Meritano una menzione particolare i due protagonisti Nicola Napoli e Tesiana Bitetto, il primo per aver mostrato uno spiccato e versatile talento nel campo del musical – ha cantato dal vivo uno dei brani – e la seconda per aver danzato con immensa leggiadria ed eccentricità, caratteristiche indispensabili per ogni Belle che si rispetti. Con loro anche il personaggio del Libraio, interpretato da Dalila Cuoccio, Babette, la scopa tutta pepe nei cui panni Rebecca Lauta e la Rosa incantata, la piccola Karol Caiati, degne di essersi conquistate a ritmo di danza l'attenzione del pubblico.

Ancora da citare Mrs Brick, la teiera interpretata da Stefania Morgese, l'armadio Rossella Sgaramella, la fata Cristina Acquafredda, la Posata Chiara Teofilo, il Piatto Monica Pastoressa, la paesana Irene Gasparre, gli amici di Gastone Davide Piperis e Michele Rossano, le gemelle amiche di Gaston Giulia Depalo, Aurora Tassiello, Manuela Murgolo e Aurora Caiati e gli uccellini Maria Pia Cazzato e Miria Fabiano. Tutti del resto hanno contribuito a ricreare quell'atmosfera magica che solo le fiabe sanno suscitare.

D'impatto anche il Grand Défilé iniziale, una parata di tutti gli allievi sul palcoscenico, che viene fatto anche dalle più grandi accademie.

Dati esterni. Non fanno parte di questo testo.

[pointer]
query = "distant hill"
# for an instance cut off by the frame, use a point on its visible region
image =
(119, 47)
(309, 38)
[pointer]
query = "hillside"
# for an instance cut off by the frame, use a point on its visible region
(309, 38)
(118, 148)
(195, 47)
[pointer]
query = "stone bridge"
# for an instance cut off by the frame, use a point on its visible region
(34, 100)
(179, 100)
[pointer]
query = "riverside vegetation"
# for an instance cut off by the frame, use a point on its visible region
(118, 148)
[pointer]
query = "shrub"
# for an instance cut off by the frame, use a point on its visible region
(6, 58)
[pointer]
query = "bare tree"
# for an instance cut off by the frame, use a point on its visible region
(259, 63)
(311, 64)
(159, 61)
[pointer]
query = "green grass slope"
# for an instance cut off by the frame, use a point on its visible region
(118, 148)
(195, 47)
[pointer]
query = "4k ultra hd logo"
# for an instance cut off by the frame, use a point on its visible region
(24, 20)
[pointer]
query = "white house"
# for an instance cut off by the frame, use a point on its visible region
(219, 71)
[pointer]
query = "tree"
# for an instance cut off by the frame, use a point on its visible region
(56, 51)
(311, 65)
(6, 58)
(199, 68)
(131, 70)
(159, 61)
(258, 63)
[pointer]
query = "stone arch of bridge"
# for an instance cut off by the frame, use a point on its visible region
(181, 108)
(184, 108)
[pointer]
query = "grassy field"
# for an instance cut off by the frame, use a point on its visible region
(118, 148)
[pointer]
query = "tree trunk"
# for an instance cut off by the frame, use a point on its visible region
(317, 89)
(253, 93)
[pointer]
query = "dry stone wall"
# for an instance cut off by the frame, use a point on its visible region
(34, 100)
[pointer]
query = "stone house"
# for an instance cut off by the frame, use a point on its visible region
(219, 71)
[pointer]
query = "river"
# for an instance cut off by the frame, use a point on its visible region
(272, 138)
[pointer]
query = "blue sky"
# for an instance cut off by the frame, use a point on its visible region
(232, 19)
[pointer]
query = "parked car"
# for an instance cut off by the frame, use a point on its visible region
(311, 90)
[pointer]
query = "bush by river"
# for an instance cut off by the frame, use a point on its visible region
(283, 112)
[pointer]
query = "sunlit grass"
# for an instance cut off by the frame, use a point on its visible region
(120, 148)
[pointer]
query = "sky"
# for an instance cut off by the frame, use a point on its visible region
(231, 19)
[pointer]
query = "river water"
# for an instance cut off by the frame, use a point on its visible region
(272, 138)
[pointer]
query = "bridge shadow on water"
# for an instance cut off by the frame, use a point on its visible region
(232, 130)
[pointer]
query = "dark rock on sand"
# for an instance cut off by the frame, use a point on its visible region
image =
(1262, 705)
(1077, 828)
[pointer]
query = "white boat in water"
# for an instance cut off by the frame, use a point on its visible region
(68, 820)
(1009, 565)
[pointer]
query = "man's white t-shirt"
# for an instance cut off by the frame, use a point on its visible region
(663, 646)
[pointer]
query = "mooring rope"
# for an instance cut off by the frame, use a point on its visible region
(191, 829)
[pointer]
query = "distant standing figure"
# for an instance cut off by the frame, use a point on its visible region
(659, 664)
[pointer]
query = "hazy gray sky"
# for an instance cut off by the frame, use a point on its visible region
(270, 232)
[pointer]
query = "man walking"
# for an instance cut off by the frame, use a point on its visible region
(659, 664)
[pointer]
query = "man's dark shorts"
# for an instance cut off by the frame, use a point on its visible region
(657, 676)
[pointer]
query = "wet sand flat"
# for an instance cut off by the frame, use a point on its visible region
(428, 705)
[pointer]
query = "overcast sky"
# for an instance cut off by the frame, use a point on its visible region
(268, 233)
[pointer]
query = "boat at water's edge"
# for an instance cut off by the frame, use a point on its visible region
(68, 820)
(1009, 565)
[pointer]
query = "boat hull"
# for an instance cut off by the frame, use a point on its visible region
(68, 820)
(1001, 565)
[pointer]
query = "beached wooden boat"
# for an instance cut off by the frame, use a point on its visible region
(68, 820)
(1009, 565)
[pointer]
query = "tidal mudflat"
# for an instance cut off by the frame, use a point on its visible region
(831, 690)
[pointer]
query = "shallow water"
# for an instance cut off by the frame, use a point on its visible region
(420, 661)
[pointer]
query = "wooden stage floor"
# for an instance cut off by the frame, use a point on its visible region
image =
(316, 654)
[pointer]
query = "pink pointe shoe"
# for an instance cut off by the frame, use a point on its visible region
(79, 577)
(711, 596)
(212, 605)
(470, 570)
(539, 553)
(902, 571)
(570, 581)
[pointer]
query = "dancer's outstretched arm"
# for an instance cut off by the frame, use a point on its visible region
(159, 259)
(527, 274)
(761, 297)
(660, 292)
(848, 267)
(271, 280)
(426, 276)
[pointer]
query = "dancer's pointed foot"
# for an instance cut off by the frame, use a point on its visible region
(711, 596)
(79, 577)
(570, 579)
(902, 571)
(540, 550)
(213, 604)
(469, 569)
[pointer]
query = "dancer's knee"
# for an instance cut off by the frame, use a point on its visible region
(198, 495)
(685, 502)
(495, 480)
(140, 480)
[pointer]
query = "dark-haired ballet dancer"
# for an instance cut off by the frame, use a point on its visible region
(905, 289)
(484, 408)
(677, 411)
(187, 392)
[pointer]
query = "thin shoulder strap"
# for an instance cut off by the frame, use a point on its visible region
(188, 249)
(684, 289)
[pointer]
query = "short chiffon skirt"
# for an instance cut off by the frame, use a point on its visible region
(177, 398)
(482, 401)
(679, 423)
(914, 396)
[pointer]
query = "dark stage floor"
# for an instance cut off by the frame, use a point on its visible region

"Non ho avuto modo di guardare lo spettacolo, ma dal calore del pubblico presente e dai messaggi di complimenti che ho ricevuto, non posso che essere soddisfatta del mio lavoro e dei miei allievi. Ognuno di loro ha avuto una crescita artistica durante quest'anno accademico e di questo ne sono felice. La nostra scuola vanta collaborazioni importanti e prestigiose sia nel ambito della danza che in quello del musical. Cerchiamo di dare agli allievi una formazione professionale senza la necessità di spostarsi altrove. Molti dei nostri allievi hanno già vinto numerose borse di studio, consegnate da insegnanti di fama internazionale. Colgo l'occasione per ringraziare la direttrice amministrativa della scuola Rita Nacci" ha dichiarato la direttrice artistica dell' Accademia Clelia Caiati, nonchè membro attivo dell'Associazione Internazionale Professori di danza classica Marika Besobrasova.

Il sindaco Michele Abbaticchio ha invece affermato "che bello vedere tanti ragazzi impegnati nell'arte. In questo momento Bitonto e i ragazzi bitontini stanno facendo promozione territoriale, e questo non può essere che una crescita".

Nella seconda parte della serata sono stati protagonisti i ragazzi che praticano la danza moderna con È tempo di ballare, un revival nel mondo del cinema e nelle musiche più belle dello scorso secolo.